Where Heaven Begins
Page 24
His eyes shot open, and for an instant she caught a glimpse of the Clint Brady she’d met on the docks, angry, full of vengeance. He looked away then, saying nothing.
“Clint, we might need you. You decide whether or not to help Summer. I can’t make you do it.” She hurried into the bedroom, where Summer sat partially sitting, grasping her belly and groaning.
“It is coming fast…and now!” she lamented. “I can tell!”
Peter looked at Elizabeth with a pleading look. “I don’t know what to do!”
“Neither do I, but Clint said he helped deliver his son.”
Peter glanced at the doorway, then back to Elizabeth. “This could be very hard on him, Elizabeth. It’s the loss of his son that has been the hardest for him to deal with. Anything that reminds him of it—”
“I know. It’s his decision. I’ve told him so. Let’s just do what we can to keep Summer comfortable for now.”
The next several minutes were agony, physically for Summer and emotionally for Peter and Elizabeth, who put aside her modesty for the more important job of trying to help deliver her precious niece or nephew while hoping both mother and child would be all right.
God, why do You keep giving me such challenges? she secretly asked. Help me know what to do. Please make Clint get in here and help us!
“Clint, the baby is coming!” she yelled then when she was sure she could see a head emerging.
Summer screamed with the pain, and her whole body was drenched with sweat.

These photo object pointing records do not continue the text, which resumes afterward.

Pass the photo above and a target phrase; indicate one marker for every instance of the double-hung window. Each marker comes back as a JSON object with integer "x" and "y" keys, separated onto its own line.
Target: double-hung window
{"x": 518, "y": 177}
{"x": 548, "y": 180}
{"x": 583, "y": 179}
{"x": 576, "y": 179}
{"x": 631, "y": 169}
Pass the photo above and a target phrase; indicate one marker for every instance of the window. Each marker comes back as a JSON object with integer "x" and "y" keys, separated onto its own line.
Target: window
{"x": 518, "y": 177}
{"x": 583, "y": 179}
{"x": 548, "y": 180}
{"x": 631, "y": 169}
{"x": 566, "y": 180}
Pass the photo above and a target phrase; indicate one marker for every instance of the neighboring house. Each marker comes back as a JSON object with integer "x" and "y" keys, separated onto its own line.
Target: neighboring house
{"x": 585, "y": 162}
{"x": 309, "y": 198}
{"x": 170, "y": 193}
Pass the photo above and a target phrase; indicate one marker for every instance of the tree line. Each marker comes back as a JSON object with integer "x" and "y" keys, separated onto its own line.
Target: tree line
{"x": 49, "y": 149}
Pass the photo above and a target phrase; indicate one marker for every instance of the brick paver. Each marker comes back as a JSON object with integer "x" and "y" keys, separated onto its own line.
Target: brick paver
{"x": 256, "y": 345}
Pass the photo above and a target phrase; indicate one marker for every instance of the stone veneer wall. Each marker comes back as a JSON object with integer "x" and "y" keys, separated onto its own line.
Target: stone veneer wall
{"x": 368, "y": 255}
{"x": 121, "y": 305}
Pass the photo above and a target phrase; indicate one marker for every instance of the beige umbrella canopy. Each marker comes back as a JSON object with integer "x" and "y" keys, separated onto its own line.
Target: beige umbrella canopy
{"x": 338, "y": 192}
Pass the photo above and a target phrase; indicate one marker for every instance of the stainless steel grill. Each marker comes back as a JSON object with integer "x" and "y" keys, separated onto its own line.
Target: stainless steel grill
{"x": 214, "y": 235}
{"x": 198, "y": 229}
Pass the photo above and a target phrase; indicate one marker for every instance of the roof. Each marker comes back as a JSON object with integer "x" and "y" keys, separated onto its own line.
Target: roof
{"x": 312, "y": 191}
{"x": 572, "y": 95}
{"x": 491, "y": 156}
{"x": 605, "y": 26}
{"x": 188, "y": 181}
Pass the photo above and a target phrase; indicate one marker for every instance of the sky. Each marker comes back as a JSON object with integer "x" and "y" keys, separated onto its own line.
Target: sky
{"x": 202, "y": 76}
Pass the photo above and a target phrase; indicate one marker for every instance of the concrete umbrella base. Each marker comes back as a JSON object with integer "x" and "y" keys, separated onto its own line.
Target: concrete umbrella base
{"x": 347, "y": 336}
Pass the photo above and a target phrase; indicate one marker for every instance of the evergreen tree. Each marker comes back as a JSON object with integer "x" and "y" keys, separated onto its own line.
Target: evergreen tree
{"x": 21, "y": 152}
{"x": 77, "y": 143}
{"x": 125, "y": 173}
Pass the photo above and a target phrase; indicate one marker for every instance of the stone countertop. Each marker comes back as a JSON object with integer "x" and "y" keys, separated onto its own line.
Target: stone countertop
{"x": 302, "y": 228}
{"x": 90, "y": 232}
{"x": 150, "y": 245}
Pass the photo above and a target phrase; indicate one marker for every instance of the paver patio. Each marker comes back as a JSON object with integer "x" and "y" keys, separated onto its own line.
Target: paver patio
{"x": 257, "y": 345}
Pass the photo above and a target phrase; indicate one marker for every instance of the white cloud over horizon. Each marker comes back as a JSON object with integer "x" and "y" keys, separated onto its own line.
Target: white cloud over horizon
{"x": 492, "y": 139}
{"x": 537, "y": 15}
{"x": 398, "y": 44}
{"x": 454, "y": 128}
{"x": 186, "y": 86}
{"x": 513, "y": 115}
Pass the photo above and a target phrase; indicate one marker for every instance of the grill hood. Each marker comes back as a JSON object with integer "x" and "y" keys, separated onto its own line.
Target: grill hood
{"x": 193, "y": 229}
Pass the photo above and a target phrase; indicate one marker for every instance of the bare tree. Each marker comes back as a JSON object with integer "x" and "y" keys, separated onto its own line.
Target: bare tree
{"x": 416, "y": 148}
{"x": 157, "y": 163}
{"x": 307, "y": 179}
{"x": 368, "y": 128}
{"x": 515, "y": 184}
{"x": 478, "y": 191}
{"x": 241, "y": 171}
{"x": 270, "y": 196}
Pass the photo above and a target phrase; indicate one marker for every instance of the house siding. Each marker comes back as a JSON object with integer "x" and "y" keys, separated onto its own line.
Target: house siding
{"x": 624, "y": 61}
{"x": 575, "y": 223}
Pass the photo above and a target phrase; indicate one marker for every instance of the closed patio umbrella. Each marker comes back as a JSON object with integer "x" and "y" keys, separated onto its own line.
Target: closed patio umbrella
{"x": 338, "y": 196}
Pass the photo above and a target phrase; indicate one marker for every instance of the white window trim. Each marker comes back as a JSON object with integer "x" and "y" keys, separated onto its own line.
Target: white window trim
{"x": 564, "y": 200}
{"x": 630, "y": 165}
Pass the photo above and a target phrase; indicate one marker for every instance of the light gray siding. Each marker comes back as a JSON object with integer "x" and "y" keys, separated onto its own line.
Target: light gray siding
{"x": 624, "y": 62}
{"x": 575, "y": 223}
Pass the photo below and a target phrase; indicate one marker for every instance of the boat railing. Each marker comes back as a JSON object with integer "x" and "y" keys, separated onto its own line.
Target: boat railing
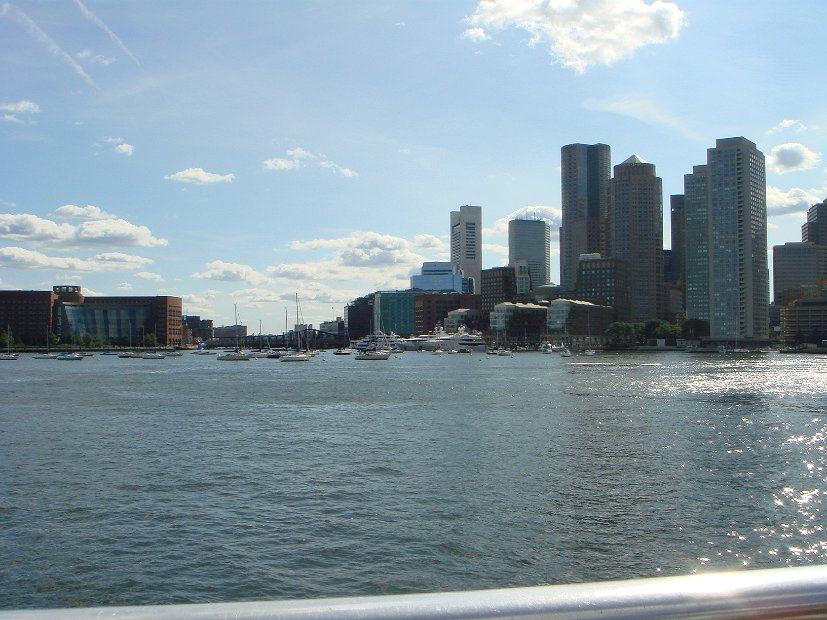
{"x": 769, "y": 593}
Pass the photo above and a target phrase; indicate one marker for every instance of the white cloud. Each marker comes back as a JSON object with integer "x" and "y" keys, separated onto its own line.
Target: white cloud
{"x": 297, "y": 157}
{"x": 13, "y": 109}
{"x": 581, "y": 34}
{"x": 24, "y": 227}
{"x": 92, "y": 58}
{"x": 21, "y": 258}
{"x": 640, "y": 109}
{"x": 89, "y": 212}
{"x": 791, "y": 157}
{"x": 788, "y": 124}
{"x": 230, "y": 272}
{"x": 12, "y": 12}
{"x": 794, "y": 201}
{"x": 199, "y": 176}
{"x": 279, "y": 163}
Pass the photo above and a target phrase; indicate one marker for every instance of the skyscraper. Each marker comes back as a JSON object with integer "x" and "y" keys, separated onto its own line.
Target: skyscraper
{"x": 530, "y": 240}
{"x": 726, "y": 242}
{"x": 585, "y": 176}
{"x": 466, "y": 242}
{"x": 636, "y": 224}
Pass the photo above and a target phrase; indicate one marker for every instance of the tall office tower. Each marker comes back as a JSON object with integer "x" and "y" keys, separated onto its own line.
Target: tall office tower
{"x": 636, "y": 224}
{"x": 676, "y": 219}
{"x": 586, "y": 169}
{"x": 696, "y": 243}
{"x": 466, "y": 242}
{"x": 727, "y": 246}
{"x": 530, "y": 241}
{"x": 797, "y": 266}
{"x": 815, "y": 229}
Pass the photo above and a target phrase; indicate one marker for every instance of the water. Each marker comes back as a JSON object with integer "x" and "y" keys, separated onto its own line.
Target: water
{"x": 127, "y": 481}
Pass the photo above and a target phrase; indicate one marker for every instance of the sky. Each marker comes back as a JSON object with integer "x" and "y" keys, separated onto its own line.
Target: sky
{"x": 237, "y": 154}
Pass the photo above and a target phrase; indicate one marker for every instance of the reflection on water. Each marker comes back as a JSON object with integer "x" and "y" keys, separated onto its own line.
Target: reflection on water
{"x": 197, "y": 481}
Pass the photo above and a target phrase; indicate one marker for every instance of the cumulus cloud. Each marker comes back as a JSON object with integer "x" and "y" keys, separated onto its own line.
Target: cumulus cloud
{"x": 199, "y": 176}
{"x": 24, "y": 227}
{"x": 230, "y": 272}
{"x": 581, "y": 34}
{"x": 13, "y": 110}
{"x": 791, "y": 157}
{"x": 89, "y": 212}
{"x": 788, "y": 124}
{"x": 298, "y": 157}
{"x": 794, "y": 201}
{"x": 552, "y": 215}
{"x": 21, "y": 258}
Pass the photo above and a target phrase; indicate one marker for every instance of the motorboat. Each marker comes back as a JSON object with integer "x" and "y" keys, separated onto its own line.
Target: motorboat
{"x": 374, "y": 354}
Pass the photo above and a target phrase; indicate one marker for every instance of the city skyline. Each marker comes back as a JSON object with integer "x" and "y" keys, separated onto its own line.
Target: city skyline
{"x": 241, "y": 155}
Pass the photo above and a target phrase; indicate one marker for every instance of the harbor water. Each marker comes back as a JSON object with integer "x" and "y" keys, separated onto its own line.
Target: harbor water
{"x": 130, "y": 481}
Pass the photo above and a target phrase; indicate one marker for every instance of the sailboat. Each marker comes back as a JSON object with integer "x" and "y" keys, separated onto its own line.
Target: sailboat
{"x": 48, "y": 355}
{"x": 9, "y": 355}
{"x": 236, "y": 355}
{"x": 298, "y": 355}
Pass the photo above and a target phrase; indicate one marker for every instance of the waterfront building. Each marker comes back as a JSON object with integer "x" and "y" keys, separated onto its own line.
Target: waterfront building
{"x": 431, "y": 309}
{"x": 359, "y": 317}
{"x": 200, "y": 329}
{"x": 518, "y": 323}
{"x": 466, "y": 243}
{"x": 804, "y": 320}
{"x": 580, "y": 324}
{"x": 499, "y": 284}
{"x": 636, "y": 225}
{"x": 815, "y": 229}
{"x": 529, "y": 240}
{"x": 696, "y": 243}
{"x": 393, "y": 311}
{"x": 604, "y": 281}
{"x": 29, "y": 314}
{"x": 797, "y": 265}
{"x": 440, "y": 276}
{"x": 471, "y": 318}
{"x": 727, "y": 279}
{"x": 674, "y": 271}
{"x": 585, "y": 173}
{"x": 68, "y": 314}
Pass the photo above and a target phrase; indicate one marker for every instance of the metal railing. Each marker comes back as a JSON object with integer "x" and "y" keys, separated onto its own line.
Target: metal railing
{"x": 773, "y": 593}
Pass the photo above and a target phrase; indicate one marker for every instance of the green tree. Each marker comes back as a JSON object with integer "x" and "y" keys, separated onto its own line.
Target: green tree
{"x": 621, "y": 334}
{"x": 695, "y": 328}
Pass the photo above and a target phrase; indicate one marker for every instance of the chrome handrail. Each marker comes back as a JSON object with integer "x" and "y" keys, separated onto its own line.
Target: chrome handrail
{"x": 769, "y": 593}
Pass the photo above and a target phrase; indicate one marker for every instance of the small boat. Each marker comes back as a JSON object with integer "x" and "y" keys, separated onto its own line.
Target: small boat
{"x": 375, "y": 354}
{"x": 233, "y": 356}
{"x": 9, "y": 355}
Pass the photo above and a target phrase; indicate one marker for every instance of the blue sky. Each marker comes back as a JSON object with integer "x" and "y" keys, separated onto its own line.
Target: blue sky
{"x": 243, "y": 152}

Another push. The head came out, but the baby’s face was purple.
“Clint!” Elizabeth yelled. “Something’s wrong!”
“Clint, please!” Peter yelled. “Something is wrapped around its neck!”
In the next second Clint was in the room. He walked around the other side of the bed and leaned closer. “Looks like the feeding cord! I saw a foal delivered this way once. It choked to death. Get a knife!”
Peter ran out of the room, returning in seconds with a carving knife. Clint grabbed it and ordered Elizabeth to hold the lantern closer. He moved two fingers between the cord and the baby’s neck, then carefully slid the knife under the cord.
Elizabeth held her breath as Clint deftly cut the cord and pulled it away from the baby. “Once the baby is out we have to cut the cord near the baby’s belly and tie it off with something. Get some sewing thread,” he ordered Elizabeth.
To Elizabeth and Peter’s relief, the blue began to drain from the baby’s head, replaced by a pink hue.
“Thank you, Clint,” Peter said, tears in his eyes.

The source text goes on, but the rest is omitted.